Sending peace and love out to NPR’s Scott Simon, aka @NPRScottSimon, who lost his mother to cancer last night. I don’t know Scott, but I’m one of his 1,254,897 Twitter followers touched by his ICU tweets. And while we have never met, we are now inexplicably connected by these 140-character messages sent by a child losing a parent.
(If you don’t tweet – even if you do, I suppose – you might be taken back by the thought of someone tweeting from their mother’s deathbed. Please put those thoughts aside and click here to see the piece from Today this morning.)
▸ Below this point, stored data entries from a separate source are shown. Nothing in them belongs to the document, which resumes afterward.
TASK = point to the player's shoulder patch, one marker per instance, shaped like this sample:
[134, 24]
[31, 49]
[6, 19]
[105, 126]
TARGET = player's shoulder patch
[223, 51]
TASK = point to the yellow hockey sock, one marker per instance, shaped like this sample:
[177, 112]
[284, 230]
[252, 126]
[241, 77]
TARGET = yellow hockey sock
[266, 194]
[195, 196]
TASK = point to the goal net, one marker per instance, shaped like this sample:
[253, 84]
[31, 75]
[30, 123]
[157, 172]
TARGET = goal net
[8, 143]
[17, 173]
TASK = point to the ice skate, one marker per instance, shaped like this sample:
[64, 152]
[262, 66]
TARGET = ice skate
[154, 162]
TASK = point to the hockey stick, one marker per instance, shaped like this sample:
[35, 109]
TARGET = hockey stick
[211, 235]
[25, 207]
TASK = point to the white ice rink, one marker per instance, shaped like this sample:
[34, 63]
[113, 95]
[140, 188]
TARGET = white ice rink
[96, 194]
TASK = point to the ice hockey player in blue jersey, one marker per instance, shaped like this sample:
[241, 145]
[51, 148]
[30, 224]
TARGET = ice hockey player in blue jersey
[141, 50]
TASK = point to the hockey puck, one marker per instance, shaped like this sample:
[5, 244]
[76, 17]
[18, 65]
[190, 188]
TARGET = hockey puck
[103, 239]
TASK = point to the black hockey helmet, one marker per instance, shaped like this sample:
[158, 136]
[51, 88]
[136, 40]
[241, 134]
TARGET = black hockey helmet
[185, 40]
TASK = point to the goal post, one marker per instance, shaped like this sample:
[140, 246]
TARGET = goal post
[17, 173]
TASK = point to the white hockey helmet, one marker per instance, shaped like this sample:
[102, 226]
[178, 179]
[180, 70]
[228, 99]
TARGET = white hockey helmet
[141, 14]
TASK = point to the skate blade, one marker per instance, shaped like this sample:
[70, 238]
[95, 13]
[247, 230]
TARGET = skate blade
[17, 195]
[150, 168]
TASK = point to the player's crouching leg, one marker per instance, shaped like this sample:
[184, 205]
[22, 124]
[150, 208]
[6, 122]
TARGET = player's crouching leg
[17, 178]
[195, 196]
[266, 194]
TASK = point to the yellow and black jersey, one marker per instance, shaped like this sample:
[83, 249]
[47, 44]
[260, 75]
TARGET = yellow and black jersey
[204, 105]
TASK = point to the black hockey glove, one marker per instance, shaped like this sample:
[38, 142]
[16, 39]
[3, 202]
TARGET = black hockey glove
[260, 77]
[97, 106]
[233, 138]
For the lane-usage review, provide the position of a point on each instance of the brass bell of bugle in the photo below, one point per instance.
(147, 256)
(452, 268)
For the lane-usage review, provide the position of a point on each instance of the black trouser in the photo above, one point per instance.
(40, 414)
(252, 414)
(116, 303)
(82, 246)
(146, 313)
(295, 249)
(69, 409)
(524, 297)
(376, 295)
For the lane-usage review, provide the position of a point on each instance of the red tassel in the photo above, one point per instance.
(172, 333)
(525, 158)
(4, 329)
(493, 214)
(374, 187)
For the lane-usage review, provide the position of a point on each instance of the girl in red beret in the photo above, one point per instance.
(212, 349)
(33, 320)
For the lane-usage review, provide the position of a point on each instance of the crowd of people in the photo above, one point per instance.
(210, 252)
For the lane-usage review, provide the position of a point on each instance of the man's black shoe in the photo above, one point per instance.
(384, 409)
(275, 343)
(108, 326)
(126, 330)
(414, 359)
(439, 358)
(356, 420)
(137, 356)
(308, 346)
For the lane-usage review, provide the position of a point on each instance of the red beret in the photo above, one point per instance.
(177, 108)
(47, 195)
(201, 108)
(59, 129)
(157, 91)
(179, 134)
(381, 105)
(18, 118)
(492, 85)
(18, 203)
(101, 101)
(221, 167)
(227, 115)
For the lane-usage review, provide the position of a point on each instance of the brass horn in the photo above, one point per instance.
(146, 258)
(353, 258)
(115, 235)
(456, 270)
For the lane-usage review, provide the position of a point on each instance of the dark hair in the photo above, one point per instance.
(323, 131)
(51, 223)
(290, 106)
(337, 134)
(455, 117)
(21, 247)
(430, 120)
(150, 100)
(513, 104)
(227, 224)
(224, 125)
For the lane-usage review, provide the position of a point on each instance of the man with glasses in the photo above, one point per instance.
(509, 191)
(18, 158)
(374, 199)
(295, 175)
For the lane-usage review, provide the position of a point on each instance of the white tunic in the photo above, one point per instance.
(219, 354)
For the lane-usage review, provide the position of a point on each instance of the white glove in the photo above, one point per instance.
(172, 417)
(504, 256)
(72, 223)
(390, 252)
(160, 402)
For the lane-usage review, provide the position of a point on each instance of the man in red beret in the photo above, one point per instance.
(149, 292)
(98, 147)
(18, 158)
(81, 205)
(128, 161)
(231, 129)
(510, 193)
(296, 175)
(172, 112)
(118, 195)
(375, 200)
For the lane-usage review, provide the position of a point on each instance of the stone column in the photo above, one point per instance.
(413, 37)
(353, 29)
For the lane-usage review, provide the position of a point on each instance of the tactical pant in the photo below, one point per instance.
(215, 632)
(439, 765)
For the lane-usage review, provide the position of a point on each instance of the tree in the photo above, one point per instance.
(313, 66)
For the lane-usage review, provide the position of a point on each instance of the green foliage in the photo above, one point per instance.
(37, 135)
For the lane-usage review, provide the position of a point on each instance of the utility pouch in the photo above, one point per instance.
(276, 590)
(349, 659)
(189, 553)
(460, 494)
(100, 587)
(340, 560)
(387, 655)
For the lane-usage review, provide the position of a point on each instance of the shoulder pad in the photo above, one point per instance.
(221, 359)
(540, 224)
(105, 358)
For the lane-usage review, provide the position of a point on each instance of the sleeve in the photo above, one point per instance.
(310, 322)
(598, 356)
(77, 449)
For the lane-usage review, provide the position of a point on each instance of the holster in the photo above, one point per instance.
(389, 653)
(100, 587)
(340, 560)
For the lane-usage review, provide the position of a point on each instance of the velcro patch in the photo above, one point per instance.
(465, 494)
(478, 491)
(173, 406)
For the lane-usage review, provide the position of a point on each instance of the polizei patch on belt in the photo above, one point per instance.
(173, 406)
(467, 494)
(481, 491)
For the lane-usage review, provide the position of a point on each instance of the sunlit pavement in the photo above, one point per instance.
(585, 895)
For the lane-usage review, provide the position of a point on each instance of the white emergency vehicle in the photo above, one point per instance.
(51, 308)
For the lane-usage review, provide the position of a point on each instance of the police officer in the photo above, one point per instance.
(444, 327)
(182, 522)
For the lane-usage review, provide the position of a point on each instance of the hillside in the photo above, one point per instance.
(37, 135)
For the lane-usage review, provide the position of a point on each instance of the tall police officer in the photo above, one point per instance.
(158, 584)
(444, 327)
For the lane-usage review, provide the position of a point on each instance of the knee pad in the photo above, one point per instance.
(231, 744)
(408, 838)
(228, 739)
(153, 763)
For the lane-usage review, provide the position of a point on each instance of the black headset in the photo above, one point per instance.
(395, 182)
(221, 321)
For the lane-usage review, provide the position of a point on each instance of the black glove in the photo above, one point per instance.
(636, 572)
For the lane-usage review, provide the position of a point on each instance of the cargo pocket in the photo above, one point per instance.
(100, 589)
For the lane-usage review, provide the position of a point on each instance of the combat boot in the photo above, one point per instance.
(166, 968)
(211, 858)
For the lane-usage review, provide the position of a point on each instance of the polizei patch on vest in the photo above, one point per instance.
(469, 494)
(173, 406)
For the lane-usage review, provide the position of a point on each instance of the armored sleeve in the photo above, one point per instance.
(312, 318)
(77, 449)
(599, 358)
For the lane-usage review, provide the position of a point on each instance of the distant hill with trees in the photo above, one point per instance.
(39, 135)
To credit Scott Simon for changing Twitter goes without saying. @SCLegislator, an tongue-in-cheek political tweeter, said it best last night when he tweeted, “I do think when the history of Twitter is written, @NPRScottSimon gets a chapter. It’s been that good, revealing what the medium can be.”
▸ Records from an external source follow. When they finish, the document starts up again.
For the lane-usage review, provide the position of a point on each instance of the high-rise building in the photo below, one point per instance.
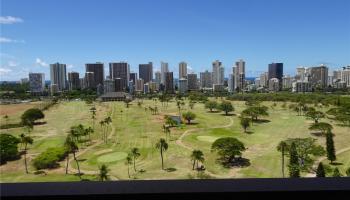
(164, 67)
(73, 80)
(318, 76)
(276, 71)
(206, 79)
(58, 75)
(183, 86)
(182, 70)
(240, 75)
(139, 85)
(192, 82)
(218, 75)
(231, 82)
(158, 76)
(133, 77)
(146, 72)
(98, 70)
(169, 82)
(264, 80)
(120, 71)
(345, 76)
(90, 80)
(37, 82)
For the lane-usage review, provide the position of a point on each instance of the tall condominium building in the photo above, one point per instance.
(218, 76)
(58, 75)
(231, 82)
(37, 82)
(73, 80)
(139, 85)
(158, 77)
(287, 82)
(98, 70)
(164, 67)
(133, 77)
(276, 71)
(182, 70)
(90, 80)
(345, 76)
(192, 81)
(240, 75)
(264, 80)
(183, 86)
(120, 71)
(206, 79)
(318, 76)
(169, 82)
(146, 72)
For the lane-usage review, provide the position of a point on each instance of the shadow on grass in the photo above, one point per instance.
(336, 163)
(238, 162)
(170, 169)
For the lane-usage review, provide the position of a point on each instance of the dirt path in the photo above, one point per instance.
(324, 158)
(180, 143)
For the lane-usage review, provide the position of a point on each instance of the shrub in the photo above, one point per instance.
(49, 158)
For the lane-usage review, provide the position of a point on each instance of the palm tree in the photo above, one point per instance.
(282, 146)
(71, 147)
(135, 154)
(162, 145)
(25, 140)
(128, 162)
(103, 174)
(196, 156)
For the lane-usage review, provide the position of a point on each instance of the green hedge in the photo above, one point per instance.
(49, 159)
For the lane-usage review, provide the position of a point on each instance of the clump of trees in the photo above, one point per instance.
(189, 116)
(50, 157)
(9, 148)
(229, 150)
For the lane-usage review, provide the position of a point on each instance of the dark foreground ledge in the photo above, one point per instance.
(167, 187)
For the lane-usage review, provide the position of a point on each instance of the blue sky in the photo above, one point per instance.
(35, 33)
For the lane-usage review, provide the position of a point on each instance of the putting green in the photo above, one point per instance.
(207, 138)
(112, 157)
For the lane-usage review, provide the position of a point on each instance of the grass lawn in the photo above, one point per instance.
(137, 127)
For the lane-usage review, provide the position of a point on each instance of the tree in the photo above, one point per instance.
(128, 162)
(25, 140)
(72, 148)
(211, 105)
(314, 114)
(245, 123)
(330, 147)
(307, 150)
(336, 173)
(228, 148)
(321, 126)
(31, 115)
(162, 146)
(189, 116)
(103, 172)
(9, 150)
(226, 106)
(282, 146)
(320, 171)
(294, 171)
(197, 156)
(135, 152)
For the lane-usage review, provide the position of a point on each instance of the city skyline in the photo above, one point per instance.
(33, 37)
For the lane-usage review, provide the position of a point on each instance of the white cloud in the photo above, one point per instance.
(4, 71)
(9, 40)
(10, 20)
(40, 62)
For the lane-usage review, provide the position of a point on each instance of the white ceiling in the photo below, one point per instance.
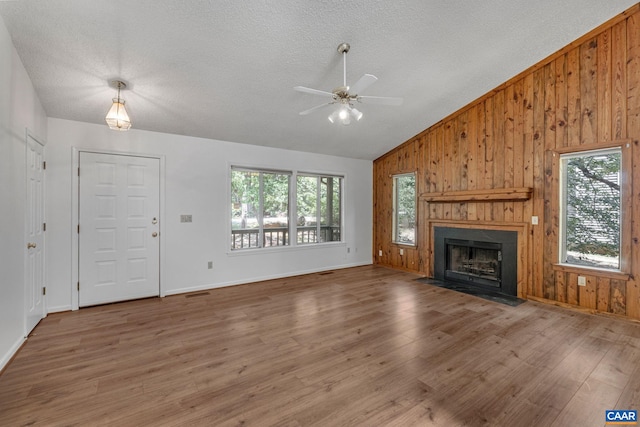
(226, 69)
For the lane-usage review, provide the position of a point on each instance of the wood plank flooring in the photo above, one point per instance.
(362, 346)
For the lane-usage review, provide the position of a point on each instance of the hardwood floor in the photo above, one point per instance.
(360, 346)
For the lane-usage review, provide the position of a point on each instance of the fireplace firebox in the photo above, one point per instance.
(477, 258)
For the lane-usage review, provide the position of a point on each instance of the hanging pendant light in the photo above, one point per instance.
(117, 117)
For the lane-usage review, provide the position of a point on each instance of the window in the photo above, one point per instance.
(259, 208)
(260, 213)
(404, 209)
(590, 208)
(319, 202)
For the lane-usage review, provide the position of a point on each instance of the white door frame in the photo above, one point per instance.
(30, 135)
(75, 197)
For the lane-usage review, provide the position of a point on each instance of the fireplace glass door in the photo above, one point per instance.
(474, 262)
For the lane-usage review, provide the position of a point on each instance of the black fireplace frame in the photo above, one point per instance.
(509, 247)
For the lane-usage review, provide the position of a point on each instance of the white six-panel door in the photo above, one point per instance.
(34, 264)
(119, 241)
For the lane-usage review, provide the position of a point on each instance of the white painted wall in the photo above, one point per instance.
(197, 173)
(19, 109)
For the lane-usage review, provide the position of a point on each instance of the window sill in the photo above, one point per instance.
(274, 249)
(592, 271)
(406, 245)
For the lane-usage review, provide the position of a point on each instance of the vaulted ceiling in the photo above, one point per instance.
(226, 69)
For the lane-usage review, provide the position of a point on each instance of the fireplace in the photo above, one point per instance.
(485, 259)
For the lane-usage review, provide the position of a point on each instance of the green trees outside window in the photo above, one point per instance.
(591, 208)
(404, 209)
(260, 208)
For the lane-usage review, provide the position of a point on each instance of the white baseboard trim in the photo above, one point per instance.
(58, 309)
(12, 351)
(259, 279)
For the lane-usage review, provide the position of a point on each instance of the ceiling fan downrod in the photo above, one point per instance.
(343, 48)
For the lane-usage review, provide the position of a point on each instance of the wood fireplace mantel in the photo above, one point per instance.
(496, 195)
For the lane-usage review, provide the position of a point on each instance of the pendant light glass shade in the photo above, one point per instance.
(117, 117)
(344, 113)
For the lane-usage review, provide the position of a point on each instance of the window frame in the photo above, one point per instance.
(319, 177)
(394, 211)
(625, 148)
(292, 209)
(260, 211)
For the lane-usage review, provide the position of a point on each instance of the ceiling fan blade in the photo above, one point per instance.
(364, 82)
(317, 107)
(312, 91)
(382, 100)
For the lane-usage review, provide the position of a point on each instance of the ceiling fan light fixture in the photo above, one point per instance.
(355, 113)
(117, 117)
(343, 114)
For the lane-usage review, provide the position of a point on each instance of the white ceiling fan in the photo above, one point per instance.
(345, 96)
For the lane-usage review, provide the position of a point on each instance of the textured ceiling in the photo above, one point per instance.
(226, 69)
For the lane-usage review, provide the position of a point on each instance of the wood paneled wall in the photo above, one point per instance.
(586, 95)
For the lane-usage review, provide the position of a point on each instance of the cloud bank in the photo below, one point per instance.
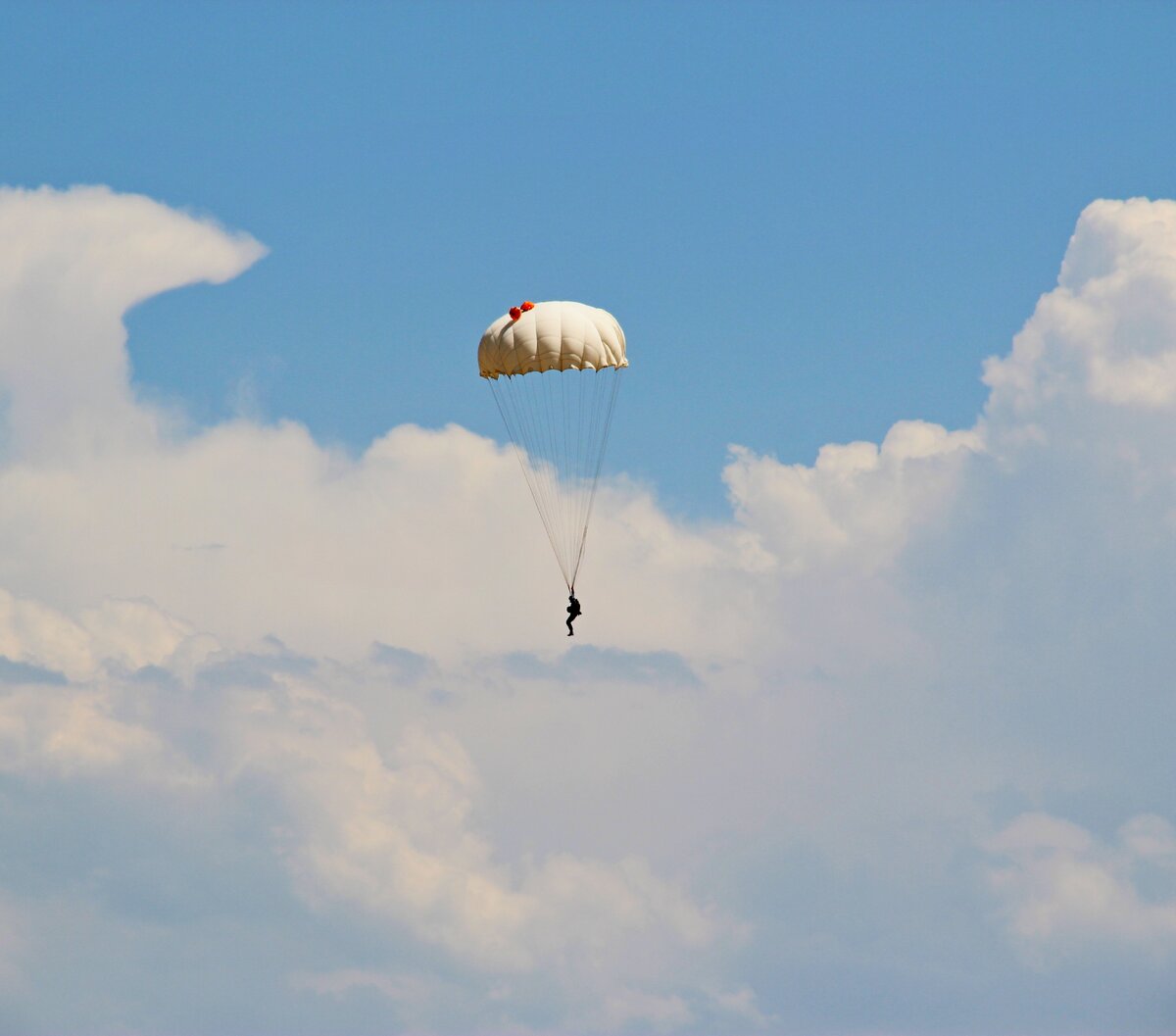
(898, 729)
It was Saturday morning’s tweet that caught my eye, “@NPRScottSimon: My mother: ‘Believe me, those great death bed speeches are written ahead of time.’” I visited his timeline to see his previous tweets, which brought me up to speed on his sad situation. From that moment on, he and his mother were on my mind. It was a busy weekend, but I checked on his Twitter feed frequently. When too much time passed without an update, I worried. When he tweeted her advice, I held on to every character. And when he so poetically announced her passing last night, “The heavens over Chicago have opened and Patricia Lyons Simon Newman has stepped onstage,” I cried.
Today, I bought a sympathy card for Scott Simon, someone I’ve never met. I sent my condolences, and thanked him for sharing his mother and himself with us. All day long, my heart has been heavy, and I’ve checked on Scott’s Twitter feed to see how he is doing.
A self-professed social media geek, I am not as touched by what Scott Simon did, but how he did it. In the seemingly impersonal world of “friends” you don’t know and messages limited by 140 characters, Scott Simon made a personal connection. He touched parts that all of us – all 1,254,897 of us – know: the love of our parents, the love for our parents, the wretched inevitability of one day losing them.
I have had the unfortunate situation of losing two loved ones in the last few years, most recently my father. When it came to the final days, I was emotionally unable to do what Scott did. I stayed at the house, and I visited his bedside often, but I couldn’t bring myself to stay by his side during those final hours, those final minutes.
Scott’s 140-character lessons of love – along with a couple years perspective – made me see those final hours and minutes a little differently. I can’t get a do-over, but as overwhelming as it is to think of inevitably facing moments like those again, I hope to be able to face it as unselfishly as @NPRScottSimon.